From Locked In to Logged On
The programmatic shift is real, and it’s continually picking up steam.
Last week, I had the chance to be on stage with Bill Murray of Warner Bros. Discovery for a panel hosted by The Trade Desk in Washington. It was a great opportunity to connect with industry partners and see folks in the space I don’t get to chat with as much as I’d like.
To sum up our conversation, political media buying is in the middle of a transformation that isn’t unique to our vertical. There’s the old world of locked-in IOs, and a new logged-on, biddable reality. And while the technological framework can feel abstract at times, what’s at stake is simple: control, flexibility, and accountability for campaigns that cannot afford to leave any of those on the table.
For those who were in the room, you’ll remember that we had a bit of an AV mishap and needed to wing it on the mic front. Not what you want in a room full of your peers, but that’s show business. Ironically, it was analogous to the connectivity we were talking about: sometimes you yell over it, sometimes you reroute, and sometimes you fix it in post.
Once we got rolling, a few core themes stood out:
Don’t outsource your brain.
Managed service has a place, but when it becomes a permanent crutch, agencies lose technical proficiency. If you don’t know how to run what your partners are running, you can’t effectively evaluate whether they’re delivering as promised. That gap didn’t matter in a banner-ad buy circa 2012, but in 2025 it’s malpractice.
Programmatic isn’t anti-IO, it’s pro-control.
I’m not out to erase direct IOs, as I sometimes get (fairly) tagged for. But programmatic gives you control across timing, geography, frequency, and data. It doesn’t replace publisher relationships; it reframes them through pipes that buyers can actually control.
CPMs aren’t the problem, outcomes are.
Yes, premium CTV CPMs can look steep.
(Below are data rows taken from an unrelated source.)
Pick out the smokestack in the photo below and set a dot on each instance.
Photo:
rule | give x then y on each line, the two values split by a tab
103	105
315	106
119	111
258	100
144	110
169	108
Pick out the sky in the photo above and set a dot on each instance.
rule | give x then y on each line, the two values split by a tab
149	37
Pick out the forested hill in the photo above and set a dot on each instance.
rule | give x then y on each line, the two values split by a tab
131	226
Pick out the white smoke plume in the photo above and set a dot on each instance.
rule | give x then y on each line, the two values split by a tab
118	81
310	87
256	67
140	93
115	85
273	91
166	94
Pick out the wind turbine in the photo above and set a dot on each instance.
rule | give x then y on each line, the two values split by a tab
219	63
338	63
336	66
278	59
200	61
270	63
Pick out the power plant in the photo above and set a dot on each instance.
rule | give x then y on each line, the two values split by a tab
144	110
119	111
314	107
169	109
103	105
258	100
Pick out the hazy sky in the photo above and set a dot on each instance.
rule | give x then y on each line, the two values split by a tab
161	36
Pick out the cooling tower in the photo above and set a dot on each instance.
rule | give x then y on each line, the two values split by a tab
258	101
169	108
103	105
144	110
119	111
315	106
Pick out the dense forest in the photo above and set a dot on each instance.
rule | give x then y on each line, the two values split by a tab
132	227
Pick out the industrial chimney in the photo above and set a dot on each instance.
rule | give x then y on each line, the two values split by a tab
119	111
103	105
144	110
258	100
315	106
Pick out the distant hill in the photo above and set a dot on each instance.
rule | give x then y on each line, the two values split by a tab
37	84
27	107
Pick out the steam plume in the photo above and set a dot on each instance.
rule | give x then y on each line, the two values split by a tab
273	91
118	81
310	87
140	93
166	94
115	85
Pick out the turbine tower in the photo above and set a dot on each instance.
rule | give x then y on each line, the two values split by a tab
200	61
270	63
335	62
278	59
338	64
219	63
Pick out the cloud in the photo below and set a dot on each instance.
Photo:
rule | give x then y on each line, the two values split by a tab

But when you’re buying into the same screen as linear, with the added precision that makes spend more accountable, it’s worth it. Paying for waste is cheaper on paper — but it’s still paying for waste.
2025 is the testing ground.
This fall is the sandbox. It’s the time to pressure-test platforms, attribution, and publishers before 2026 raises the stakes. Don’t wait until next fall to discover how long a vendor takes to turn around creative approval or greenlight a direct buy.
While our panel was quick, the conversations carried into the reception afterward. That was the most encouraging part — the industry is moving in the right direction. Buyers, platforms, and publishers are converging on the same priorities: access and flexibility. That momentum matters heading into a cycle where every dollar will be stretched under pressure.
Big thanks to TTD for pulling the room together, to Dave Clark for moderating, and to Bill and WBD for their commitment to making premium inventory accessible and biddable in the political space.
The value in sessions like this is sharpening habits together: test early, learn quickly, insist on control.